Road to D1

Hello. I play on a travel team named the Rawlings Tigers who are located in Saint Louis, Missouri. This team plays the top competition in the city which allows me to play good competition and see myself relative to everyone else. I don’t think I am one of the worst on the team but I definitely am not the best.

Last year, when I was a freshman, I played JV baseball for my school which is better than the average because we have a freshman team. My goal is to make varsity this spring and play a fair amount of time.

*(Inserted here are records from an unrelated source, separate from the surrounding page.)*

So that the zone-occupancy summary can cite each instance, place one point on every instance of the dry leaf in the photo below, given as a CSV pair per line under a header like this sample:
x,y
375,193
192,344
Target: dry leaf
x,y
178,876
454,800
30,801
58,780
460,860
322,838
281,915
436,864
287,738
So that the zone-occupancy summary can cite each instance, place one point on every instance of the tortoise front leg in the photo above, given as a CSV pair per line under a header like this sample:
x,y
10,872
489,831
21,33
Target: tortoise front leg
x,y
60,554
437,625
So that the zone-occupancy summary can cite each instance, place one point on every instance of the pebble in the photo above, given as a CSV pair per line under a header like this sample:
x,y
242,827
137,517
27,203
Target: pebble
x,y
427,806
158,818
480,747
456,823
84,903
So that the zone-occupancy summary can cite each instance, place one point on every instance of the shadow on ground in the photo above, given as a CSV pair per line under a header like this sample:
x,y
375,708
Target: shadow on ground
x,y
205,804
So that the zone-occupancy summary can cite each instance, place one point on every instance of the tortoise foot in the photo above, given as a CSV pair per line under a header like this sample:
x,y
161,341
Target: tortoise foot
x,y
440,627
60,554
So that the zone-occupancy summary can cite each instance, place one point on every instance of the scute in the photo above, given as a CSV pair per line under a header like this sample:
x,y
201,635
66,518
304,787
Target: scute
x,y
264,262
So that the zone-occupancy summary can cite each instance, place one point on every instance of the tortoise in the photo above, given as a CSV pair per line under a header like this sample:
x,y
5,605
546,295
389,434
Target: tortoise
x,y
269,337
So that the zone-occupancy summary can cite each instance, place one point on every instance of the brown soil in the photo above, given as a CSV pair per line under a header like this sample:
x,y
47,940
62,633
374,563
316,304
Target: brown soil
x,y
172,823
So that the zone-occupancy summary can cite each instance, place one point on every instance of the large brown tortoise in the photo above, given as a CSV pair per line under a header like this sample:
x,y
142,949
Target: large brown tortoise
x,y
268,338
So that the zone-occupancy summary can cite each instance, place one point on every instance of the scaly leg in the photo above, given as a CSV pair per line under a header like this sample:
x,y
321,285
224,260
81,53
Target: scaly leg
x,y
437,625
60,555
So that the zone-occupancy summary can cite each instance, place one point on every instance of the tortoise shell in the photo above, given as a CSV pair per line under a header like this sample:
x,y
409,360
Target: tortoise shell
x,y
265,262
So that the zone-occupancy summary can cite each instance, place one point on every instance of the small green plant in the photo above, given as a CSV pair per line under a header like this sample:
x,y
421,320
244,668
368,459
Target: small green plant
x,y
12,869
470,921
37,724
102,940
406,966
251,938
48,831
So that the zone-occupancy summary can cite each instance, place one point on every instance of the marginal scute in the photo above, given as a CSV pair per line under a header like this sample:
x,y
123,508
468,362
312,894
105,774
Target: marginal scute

My long term goal is to make a D1 team, I would love to play for Mizzou or Missouri State. I know there is no set mph level to achieve but I know it is almost a necessity to get to at least 86 mph and even higher would be icing on the cake. I am left handed so that helps as well.

My plan for this year is to get to at least 80 mph (I hover around the 73-76 range which I know is pretty slow for my age, I have gotten this far because I am left handed and my ball supposedly moves a lot). I have a pretty good curveball but I don’t have a changeup which is horrible. Along with the 80 mph goal, I also need to develop a changeup.

Body Stats:

Height: 5’9 (supposed to be 6’1)
Weight: 143

I will update you guys tomorrow on anything I forgot to include. Thanks.


November 10:

Rotator Cuff:

Medial Internal Rotation 20xLeft 20xRight
Medial External Rotation 20xLeft 20xRight
Ventral Internal Rotation 20xLeft 20xRight
Ventral External Rotation 20xLeft 20xRight
Lateral Internal Rotation 20xLeft 20xRight
Lateral External Rotation 20xLeft 20xRight

Everything but the last exercise because I can’t figure out how to do it

Lower Body:

Band Squat -

10x50, 10x60, 10x70

This is all I am going to do tonight because I started a lot later than I wanted to and I have school tomorrow morning.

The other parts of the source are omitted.